Who cares about conspiracy theorists after all? Nobody cares...
Cum catapultae proscriptae erunt tum soli proscript catapultas habebunt.
This Phoning Home: Communicating from Mars video explains (in a slightly cheesy way) how the initial data confirming landing will be received (via Odyssey or the Reconnaissance Orbiter). It says (at about 2'0'') that it will take "several hours" to decode the data.
Why so long? Or do they mean the time to receive the data (I assume it is a pretty low bandwidth link)?
This video also explains that we may not hear about the rover for THREE DAYS in the worst case...
Only the MRO data will have to go through that lengthy decoding process once it's played back to Earth, MODY data will be decoded in real time. That's could be due to the way MRO will transmit the (recorded) MSL carrier signal and telemetry. For example, MRO might relay that data encapsulated inside its own telemetry stream and the DSN can readily unpack only this first layer.
JPL always try to tone down expectations.
Its like Scotty, doubling how long he says it will take to fix the engines.
Senior Member
I clearly remember the first image from Spirit. It had some bluish hue when it was first published
The first image from Spirit was Black and White - if you remember it having a bluish hue, that is nothing to do with the vehicle, its cameras or its environments. The first color image, a few sols later, clearly had no blue hue
http://marsrovers.jpl.nasa.gov/galle...20040106c.html
Yes, I think it was probably secondarily photographed from a TV screen and then reuploaded on the NASA/JPL website and this prolly explained the bluish hue. Then this photo was deleted and reuploaded again with no hue. I know what I'm talking about - not talking about color photos or 3D photos![]()
Fair winds Curiosity
Good luck JPL
I think it's because MRO just records a raw radio signal and that generates a huge volume of data, i.e. not 1s and 0s of data that MSL is actually sending. That, then needs to be downlinked to Earth and the MSL carrier signal plucked out of that raw recording and then the telemetry demultiplexed off of that carrier signal.
Or something of the sort.
Your theory is crazy, but it's not crazy enough to be true. - Niels Bohr
Ad eundum quo nemo ante iit
Hint: this is at heart a scientific forum, and underneath the fooling around there are some diamond-hard minds hanging about, ready to tear you to shreads. -- Mike Alexander
I will not be watching, in case that causes it to crash aka Schroedinger's Cat
![]()
You're exactly right. MRO is recording in canister mode. It doesn't lock on to MSL- it just records everything at its frequency. THat massive recording takes a few hours to download, an hour or so to generate a waterfall plot, and another hour or so to pull the data out of.
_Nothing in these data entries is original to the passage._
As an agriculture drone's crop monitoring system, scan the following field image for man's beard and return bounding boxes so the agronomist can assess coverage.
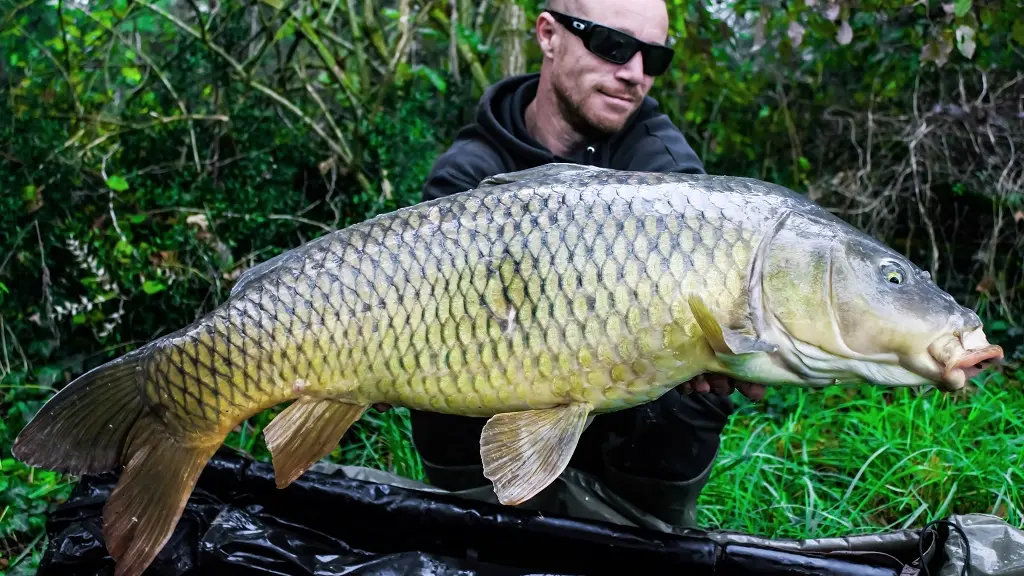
[552,75,626,139]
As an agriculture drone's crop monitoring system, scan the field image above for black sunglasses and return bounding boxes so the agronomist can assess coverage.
[545,10,675,76]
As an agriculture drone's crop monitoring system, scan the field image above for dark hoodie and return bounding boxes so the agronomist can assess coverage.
[423,74,705,200]
[410,74,733,494]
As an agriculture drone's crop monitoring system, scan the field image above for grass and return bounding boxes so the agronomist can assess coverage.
[0,368,1024,575]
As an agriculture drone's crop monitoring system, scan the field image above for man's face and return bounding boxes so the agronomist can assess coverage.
[538,0,669,135]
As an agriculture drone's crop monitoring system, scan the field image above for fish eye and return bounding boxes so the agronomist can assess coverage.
[882,262,904,285]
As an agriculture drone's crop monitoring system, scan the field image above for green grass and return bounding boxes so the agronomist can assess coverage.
[0,367,1024,574]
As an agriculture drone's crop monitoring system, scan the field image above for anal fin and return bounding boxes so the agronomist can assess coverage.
[480,403,591,505]
[263,397,368,488]
[687,294,778,355]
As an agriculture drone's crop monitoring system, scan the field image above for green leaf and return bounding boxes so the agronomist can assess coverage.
[1011,19,1024,46]
[142,280,167,294]
[106,174,128,192]
[121,66,142,84]
[420,66,447,92]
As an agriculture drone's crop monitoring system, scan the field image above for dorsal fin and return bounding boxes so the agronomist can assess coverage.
[476,162,610,188]
[229,250,293,296]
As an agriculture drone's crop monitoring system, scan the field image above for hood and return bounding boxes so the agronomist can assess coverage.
[476,73,657,167]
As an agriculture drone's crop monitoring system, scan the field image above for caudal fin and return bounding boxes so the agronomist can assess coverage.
[11,344,223,576]
[103,414,220,576]
[11,351,145,475]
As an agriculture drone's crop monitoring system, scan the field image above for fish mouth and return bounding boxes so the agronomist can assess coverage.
[928,328,1004,390]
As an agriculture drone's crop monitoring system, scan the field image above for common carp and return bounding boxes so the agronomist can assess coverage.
[13,164,1002,576]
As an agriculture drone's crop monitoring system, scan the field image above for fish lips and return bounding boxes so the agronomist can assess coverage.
[928,328,1004,392]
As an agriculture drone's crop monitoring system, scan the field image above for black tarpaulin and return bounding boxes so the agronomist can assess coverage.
[28,448,1024,576]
It's the most reliable, robust way of getting every single bit of data that MSL might send. The upside of the Odyssey link is the real-time nature. The downside is that it's more sensitive to drop-outs etc.
Ah, got it. Thanks.
I am personally very excited. Last night I almost couldn't sleep and I was dreaming heat shield separations and parachute deployments all the time... again, and again and again
Going to bed soon and I pray that I will wake up no earlier than 2 hours before landing.
Last edited by R.A.F.; 2012-Aug-05 at 08:13 PM.
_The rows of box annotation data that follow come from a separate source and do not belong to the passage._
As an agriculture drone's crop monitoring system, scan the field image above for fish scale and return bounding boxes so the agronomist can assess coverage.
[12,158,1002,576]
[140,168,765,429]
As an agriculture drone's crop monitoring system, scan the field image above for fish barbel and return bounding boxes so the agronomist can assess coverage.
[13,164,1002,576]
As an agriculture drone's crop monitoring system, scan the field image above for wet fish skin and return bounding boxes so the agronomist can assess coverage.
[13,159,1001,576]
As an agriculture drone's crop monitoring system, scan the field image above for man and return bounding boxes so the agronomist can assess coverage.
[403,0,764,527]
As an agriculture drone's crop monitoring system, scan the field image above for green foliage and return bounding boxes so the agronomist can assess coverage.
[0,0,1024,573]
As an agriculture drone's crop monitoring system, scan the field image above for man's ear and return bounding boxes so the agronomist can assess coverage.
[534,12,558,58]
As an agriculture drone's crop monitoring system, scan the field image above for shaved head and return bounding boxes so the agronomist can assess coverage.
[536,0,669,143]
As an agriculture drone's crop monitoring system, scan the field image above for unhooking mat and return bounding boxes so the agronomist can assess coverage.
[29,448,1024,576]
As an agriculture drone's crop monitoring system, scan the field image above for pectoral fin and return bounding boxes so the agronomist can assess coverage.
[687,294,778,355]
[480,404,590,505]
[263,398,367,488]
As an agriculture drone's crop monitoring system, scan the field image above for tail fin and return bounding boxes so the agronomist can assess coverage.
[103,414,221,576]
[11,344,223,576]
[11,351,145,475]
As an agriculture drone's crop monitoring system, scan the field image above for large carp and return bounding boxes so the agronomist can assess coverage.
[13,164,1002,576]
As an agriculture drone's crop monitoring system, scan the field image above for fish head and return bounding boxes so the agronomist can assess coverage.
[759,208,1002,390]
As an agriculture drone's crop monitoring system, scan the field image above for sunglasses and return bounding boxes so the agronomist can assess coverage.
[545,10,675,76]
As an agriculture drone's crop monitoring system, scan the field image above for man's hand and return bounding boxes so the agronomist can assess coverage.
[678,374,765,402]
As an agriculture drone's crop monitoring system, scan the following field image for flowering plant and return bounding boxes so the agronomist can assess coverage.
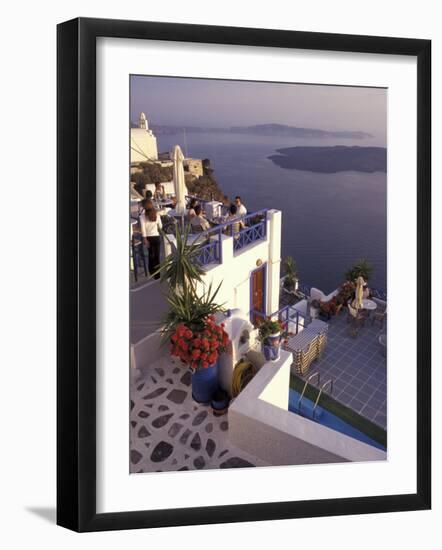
[170,315,229,370]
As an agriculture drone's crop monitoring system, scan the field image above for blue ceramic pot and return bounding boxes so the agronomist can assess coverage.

congratulations for the another leg on mars "curiocity-mars lander"
sunil.
Hey everybody, I haven't posted here in a while, but I wanted to check in because I knew that you guys would have some good info on Curiosity. I wasn't disappointed
I had a similar (well, somewhat similar) thought yesterday when watching a NASA news conference, in which one of the scientists mentioned the 14 light minute distance to Mars. Since we won't get a signal telling us the outcome of the landing for that period of time, it's almost as if the rover will be in an indeterminate state until the 14 minutes has elapsed and we can observe it.
I'll be listening to the coverage and hoping for the best. This will be a huge achievement for NASA if it goes well.